VI. Conflict of Interest
All editorial staff members must comply with Elsevier Drug Information Conflict of Interest Policy.In addition, all external reviewers must comply with the Elsevier Conflict of Interest policy for external reviewers.
VII. Citations for Grading of Recommendations Assessment, Development and Evaluation (GRADE)
Guyatt GH, Oxman AD, Vist G, Kunz R, Falck-Ytter Y, Alonso-Coello P, Schünemann HJ, for the GRADE Working Group. Rating quality of evidence and strength of recommendations GRADE: an emerging consensus on rating quality of evidence and strength of recommendations.
Guyatt GH, Oxman AD, Kunz R, Vist GE, Falck-Ytter Y, Schünemann HJ; GRADE Working Group. Rating quality of evidence and strength of recommendations: What is “quality of evidence” and why is it important to clinicians?
Schünemann HJ, Oxman AD, Brozek J, Glasziou P, Jaeschke R, Vist GE, Williams JW Jr, Kunz R, Craig J, Montori VM, Bossuyt P, Guyatt GH; GRADE Working Group. Grading quality of evidence and strength of recommendations for diagnostic tests and strategies.

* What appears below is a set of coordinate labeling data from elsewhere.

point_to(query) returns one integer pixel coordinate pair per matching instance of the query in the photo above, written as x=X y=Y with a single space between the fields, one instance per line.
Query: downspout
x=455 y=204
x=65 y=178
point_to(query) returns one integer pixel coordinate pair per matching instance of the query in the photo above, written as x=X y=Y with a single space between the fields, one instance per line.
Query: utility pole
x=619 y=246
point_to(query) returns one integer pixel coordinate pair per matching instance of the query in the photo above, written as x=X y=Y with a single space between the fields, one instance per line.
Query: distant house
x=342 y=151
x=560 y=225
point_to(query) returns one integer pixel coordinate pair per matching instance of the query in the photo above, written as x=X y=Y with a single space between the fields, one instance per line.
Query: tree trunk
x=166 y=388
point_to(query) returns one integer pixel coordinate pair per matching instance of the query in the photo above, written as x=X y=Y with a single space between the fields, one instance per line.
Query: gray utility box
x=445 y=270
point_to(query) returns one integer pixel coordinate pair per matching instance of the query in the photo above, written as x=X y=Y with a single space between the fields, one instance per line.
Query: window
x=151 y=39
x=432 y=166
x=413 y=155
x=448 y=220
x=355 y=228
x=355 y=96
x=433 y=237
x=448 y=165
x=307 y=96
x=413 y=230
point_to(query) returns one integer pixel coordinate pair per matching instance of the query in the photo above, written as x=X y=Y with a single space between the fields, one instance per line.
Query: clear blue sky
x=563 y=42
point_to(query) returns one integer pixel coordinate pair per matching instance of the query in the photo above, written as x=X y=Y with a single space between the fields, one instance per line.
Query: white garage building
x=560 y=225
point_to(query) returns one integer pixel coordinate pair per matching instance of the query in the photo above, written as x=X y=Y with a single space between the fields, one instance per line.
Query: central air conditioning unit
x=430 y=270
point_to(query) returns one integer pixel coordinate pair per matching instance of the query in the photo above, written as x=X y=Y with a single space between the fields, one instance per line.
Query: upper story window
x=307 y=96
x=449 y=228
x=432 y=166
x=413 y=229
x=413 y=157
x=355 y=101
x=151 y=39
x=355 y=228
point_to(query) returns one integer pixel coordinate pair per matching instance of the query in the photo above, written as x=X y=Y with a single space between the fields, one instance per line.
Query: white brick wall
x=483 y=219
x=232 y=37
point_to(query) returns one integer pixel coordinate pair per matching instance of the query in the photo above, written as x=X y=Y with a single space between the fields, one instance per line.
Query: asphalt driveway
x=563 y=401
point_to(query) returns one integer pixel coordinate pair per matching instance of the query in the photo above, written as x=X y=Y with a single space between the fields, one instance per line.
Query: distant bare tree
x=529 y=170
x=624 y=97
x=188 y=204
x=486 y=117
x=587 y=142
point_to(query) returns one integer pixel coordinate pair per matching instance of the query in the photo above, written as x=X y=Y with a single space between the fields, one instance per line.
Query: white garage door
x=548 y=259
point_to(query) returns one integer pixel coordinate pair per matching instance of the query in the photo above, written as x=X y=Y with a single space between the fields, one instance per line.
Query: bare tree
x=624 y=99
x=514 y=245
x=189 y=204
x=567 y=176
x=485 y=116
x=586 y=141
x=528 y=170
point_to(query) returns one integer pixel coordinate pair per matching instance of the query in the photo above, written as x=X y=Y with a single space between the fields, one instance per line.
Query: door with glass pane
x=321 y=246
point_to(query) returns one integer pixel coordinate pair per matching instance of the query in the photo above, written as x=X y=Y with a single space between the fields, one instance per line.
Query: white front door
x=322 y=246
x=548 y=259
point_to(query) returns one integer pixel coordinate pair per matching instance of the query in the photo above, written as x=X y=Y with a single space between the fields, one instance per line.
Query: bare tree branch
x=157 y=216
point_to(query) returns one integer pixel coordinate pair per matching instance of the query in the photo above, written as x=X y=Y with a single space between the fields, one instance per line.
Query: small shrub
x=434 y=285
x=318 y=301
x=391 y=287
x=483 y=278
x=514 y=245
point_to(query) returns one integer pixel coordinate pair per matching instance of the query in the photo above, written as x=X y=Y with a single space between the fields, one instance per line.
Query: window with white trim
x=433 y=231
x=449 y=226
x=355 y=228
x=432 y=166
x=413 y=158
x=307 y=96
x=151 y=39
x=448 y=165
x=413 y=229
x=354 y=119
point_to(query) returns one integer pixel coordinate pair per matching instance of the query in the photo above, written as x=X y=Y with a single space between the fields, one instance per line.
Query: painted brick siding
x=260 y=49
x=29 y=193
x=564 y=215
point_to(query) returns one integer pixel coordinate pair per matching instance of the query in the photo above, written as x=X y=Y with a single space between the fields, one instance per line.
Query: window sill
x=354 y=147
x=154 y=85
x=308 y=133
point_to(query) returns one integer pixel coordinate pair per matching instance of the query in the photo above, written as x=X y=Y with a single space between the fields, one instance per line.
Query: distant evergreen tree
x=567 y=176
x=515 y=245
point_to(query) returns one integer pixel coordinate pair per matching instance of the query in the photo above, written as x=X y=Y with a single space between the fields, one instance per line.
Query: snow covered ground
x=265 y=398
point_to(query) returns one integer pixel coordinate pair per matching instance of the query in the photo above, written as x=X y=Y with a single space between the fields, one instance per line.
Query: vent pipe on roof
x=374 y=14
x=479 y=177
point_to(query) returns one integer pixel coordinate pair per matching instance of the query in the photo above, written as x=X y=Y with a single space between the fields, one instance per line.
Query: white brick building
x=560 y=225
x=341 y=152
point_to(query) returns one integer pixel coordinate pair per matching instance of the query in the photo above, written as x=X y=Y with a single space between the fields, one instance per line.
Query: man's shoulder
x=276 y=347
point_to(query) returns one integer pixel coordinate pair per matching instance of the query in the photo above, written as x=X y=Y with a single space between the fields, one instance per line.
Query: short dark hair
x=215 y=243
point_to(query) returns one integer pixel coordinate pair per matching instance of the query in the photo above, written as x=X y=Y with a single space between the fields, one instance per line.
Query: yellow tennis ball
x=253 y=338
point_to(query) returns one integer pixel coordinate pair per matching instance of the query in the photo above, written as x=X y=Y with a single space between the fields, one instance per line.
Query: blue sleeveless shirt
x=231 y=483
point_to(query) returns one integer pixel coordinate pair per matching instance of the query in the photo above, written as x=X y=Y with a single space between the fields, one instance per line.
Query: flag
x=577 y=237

Guyatt GH, Oxman AD, Kunz R, Jaeschke R, Helfand M, Liberati A, Vist GE, Schünemann HJ; GRADE working group. Rating quality of evidence and strength of recommendations: Incorporating considerations of resources use into grading recommendations.
Guyatt GH, Oxman AD, Kunz R, Falck-Ytter Y, Vist GE, Liberati A, Schünemann HJ; GRADE Working Group. Rating quality of evidence and strength of recommendations: Going from evidence to recommendations.
Jaeschke R, Guyatt GH, Dellinger P, Schünemann H, Levy MM, Kunz R, Norris S, Bion J; GRADE working group. Use of GRADE grid to reach decisions on clinical practice guidelines when consensus is elusive.